Côte d’Ivoire/Prof. Blé Raoul-Germain parle aux 3 mille docteurs non recrutés et interpelle le gouvernement

L’affaire des 3000 docteurs non recrutés continue de faire débat. Ainsi, un jeune Ivoirien vivant en Suisse sollicite l’avis de son aîné Prof Blé Raoul-Germain. Ce dernier nous a transmis les propos de l’Ivoirien en Suisse et sa réponse. Prof Raoul Germain BLÉ est Professeur Titulaire avec HDR des Universités françaises, Ancien Directeur Élu du CERCOM et Directeur du Gremec (Groupe de Recherche sur les Enjeux des Médias et de la Communication).

 

Olivier ATCHEBRO (Ivoirien vivant en Suisse) à Prof.
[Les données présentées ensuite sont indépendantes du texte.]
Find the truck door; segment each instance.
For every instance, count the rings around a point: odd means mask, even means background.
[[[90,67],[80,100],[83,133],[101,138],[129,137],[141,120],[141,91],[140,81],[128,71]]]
Blé Raoul Germain :

«Tu penses quoi du collectif des 3000 docteurs non recrutés ? Est-ce normal qu’après avoir investi sur eux, on les laisse dans la nature?

Pour te charrier un peu, en ta qualité d’expert en marketing et communication politique, si tu connais le Premier Ministre, quel conseil lui donnerais-tu?»

Réponse de Prof. Blé Raoul Germain

«Ce que je pense du collectif des 3000 docteurs?

C’est une mine d’or donc une chance pour notre pays. Ils sont à féliciter pour leur brillant cursus universitaire. Je suis fier de ce collectif dont certains membres furent mes doctorants. Je souhaite à  chacun d’eux de trouver un emploi.

Dans le milieu universitaire, l’affectif a très peu de place pour un raisonnement logique!

Cela me conduit à  te répondre qu’une thèse de doctorat n’est nullement un parchemin pour obligatoirement  enseigner dans les universités et/ou grandes Écoles.

L’enseignement universitaire a ses règles du jeu donc ses propres modalités de recrutement. Toi Olivier, tu vis à Genève. Tout doctorant suisse devenu docteur n’a pas d’office une place d’Assistant dans les universités de Genève ou des autres cantons. Je le sais puisque je suis moi-même diplômé  de l’université de Fribourg en Suisse romande! Et pourtant la Suisse a investi beaucoup d’argent pour ses citoyens!

Le Doctorat bien que prestigieux est avant tout un diplôme comme le Cepe, le Bepec, le Bac, la Licence, le Master. Et si chaque admis revendiquait systématiquement un emploi de fonctionnaires, le pays s’écroulerait sous le poids salarial de la Fonction publique.

Ne tenons point de discours affectif par rapport au collectif des 3000 docteurs pour lesquels nous souhaitons des solutions satisfaisantes!

Chaque université doit recruter en fonction de ses besoins. C’est ainsi partout dans le monde entier.

Ici le problème des 3000 docteurs doit aller plus loin en convoquant dans le débat:

– La question de la qualité des formations dans notre pays pour que nos diplômés puissent se positionner à l’international au lieu de tout attendre de l’Etat;

 – L’insuffisance des universités pour presque 30 millions d’habitants;

 – La non industrialisation du pays;

– L’absence d’une véritable économie susceptible de favoriser l’entrepreneuriat en faveur des nombreux diplômés car tout le monde ne peut être fonctionnaire.

En conclusion,

 Il faut construire des universités dans chaque capitale régionale, par  exemple à GAGNOA, ABOISSO, ODIENNÉ, DUEKOUÉ, etc pour employer davantage de nouveaux docteurs et aussi pour rapprocher les étudiants de leurs familles afin de réduire la précarité observée en milieu universitaire à Abidjan;

Industrialiser le secteur agricole pour le développement local;

Initier dans toutes les formations, un module sur l’Éducation à l’Entrepreneuriat;

Réduire le train de vie des gouvernants pour sauver de l’argent en faveur des bourses d’élèves et d’étudiants;

L’état doit créer un fonds de soutien en faveur des 3000 docteurs pour transformer leur collectif en groupement d’intérêts économiques. Il s’agit de 3000 personnes hautement diplômées et super intelligentes car n’est pas Docteur qui veut. Elles pourront, par exemple, par groupe de 9 ou 11 personnes, mutualiser des réflexions pertinentes pour construire un business;

Et enfin il est impératif de réduire les dettes de l’Etat pour que le pays respire mieux pour impulser demain l’espoir pour nos enfants et nos petits-enfants afin d’éviter qu’ils naissent déjà asphyxiés.

Mon cher Olivier ATCHEBRO,  modestement et en toute honnêteté, c’est mon point de vue en ma qualité de fils de ce pays. On peut ne pas partager mon propos, j’assume le mien.